We use a purely data-driven rectified factor analysis to identify early-type galaxies with recent star formation in Data Release 4 of the Sloan Digital Sky Survey Spectroscopic Catalogue. We compare the spectra and environment of these galaxies with those of 'normal' early-type galaxies, and a sample of independently selected E+A galaxies. We calculate the projected local galaxy surface density from the nearest five and 10 neighbours (Sigma(5) and Sigma(10)) for each galaxy in our sample, and find that the dependence on projected local density, of the properties of E+A galaxies, is not significantly different from that of early-type galaxies with young stellar populations, dropping off rapidly towards denser environments, and flattening off at densities less than or similar to 0.1-0.3 Mpc(-2). The dearth of E+A galaxies in dense environments confirms that E+A galaxies are most likely the products of galaxy-galaxy merging or interactions, rather than star-forming galaxies whose star formation has been quenched by processes unique to dense environments, such as ram-pressure stripping or galaxy harassment. We see a tentative peak in the number of E+A galaxies at Sigma(10) similar to 0.1-0.3 Mpc(-2), which may represent the local galaxy density at which the rate of galaxy-galaxy merging or interaction rate peaks.

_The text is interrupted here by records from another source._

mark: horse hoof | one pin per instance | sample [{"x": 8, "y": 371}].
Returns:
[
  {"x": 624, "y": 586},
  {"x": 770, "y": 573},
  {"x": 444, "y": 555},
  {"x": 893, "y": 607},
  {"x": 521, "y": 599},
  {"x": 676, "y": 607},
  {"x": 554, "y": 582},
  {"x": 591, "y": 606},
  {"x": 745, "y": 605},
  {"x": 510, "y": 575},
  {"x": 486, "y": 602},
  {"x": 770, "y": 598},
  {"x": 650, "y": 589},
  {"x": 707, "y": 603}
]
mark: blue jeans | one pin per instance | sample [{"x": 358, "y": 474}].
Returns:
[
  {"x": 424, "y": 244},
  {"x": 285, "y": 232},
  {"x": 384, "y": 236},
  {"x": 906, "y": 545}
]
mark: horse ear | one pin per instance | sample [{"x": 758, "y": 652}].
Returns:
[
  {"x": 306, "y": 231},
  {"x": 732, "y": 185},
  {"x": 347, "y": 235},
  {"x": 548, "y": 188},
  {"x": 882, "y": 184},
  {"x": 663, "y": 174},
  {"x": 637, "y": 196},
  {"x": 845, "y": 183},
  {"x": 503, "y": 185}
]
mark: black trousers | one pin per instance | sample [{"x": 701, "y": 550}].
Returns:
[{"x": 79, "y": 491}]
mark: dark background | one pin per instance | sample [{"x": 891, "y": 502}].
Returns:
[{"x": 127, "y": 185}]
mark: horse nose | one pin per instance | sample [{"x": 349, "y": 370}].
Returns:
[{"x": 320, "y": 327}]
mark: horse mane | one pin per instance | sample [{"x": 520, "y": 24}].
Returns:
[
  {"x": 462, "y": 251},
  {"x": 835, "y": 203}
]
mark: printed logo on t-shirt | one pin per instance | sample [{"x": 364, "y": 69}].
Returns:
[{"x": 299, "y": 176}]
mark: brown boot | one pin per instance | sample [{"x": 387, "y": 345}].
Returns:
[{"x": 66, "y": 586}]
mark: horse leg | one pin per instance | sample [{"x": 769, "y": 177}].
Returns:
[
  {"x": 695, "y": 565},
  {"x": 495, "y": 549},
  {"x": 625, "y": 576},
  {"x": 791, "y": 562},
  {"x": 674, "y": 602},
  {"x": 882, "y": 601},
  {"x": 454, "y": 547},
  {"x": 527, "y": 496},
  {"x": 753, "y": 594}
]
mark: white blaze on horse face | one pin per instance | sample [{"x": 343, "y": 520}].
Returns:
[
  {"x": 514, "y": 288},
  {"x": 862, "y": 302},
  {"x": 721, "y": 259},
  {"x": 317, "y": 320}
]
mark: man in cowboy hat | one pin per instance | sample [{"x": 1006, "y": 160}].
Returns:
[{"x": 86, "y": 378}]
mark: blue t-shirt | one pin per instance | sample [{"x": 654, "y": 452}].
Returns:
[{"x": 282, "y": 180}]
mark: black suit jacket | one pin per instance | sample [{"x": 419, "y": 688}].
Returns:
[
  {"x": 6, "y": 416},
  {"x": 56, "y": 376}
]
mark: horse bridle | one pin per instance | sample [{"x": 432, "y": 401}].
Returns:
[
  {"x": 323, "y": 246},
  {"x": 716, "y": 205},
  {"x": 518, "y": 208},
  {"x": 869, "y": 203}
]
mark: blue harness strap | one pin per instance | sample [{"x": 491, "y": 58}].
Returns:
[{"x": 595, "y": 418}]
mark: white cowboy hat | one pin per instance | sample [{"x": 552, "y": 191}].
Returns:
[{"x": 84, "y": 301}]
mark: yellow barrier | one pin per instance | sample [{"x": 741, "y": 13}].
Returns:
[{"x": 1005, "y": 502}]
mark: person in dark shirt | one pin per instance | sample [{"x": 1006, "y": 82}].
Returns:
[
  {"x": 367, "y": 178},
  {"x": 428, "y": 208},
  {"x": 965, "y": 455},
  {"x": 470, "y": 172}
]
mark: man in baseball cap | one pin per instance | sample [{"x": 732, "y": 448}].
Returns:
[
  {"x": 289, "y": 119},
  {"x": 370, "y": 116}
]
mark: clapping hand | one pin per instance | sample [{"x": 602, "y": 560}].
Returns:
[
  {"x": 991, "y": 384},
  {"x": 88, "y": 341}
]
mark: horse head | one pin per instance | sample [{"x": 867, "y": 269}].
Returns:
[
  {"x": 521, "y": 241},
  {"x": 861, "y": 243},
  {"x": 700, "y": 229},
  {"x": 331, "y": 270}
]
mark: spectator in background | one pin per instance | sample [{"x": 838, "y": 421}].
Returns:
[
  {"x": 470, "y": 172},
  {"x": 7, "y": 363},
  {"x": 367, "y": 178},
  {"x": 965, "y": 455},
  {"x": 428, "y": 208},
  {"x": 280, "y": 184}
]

Analysis of the spectra of our early-type galaxies with young stellar populations suggests that they have a stellar component dominated by F stars, similar to 1-4 Gyr old, together with a mature, metal-rich population characteristic of 'typical' early-type galaxies. The young stars represent greater than or similar to 10 per cent of the stellar mass in these galaxies. This, together with the similarity of the environments in which this 'E+F' population and the E+A galaxy sample are found, suggests that E+F galaxies used to be E+A galaxies, but have evolved by a further similar to one to a few Gyr. Our rectified factor analysis is sensitive enough to identify this hidden population, which allows us to study the global and intrinsic properties of early-type galaxies created in major mergers or interactions, and compare them with those early-types which have had the bulk of their stars in place since a much earlier epoch.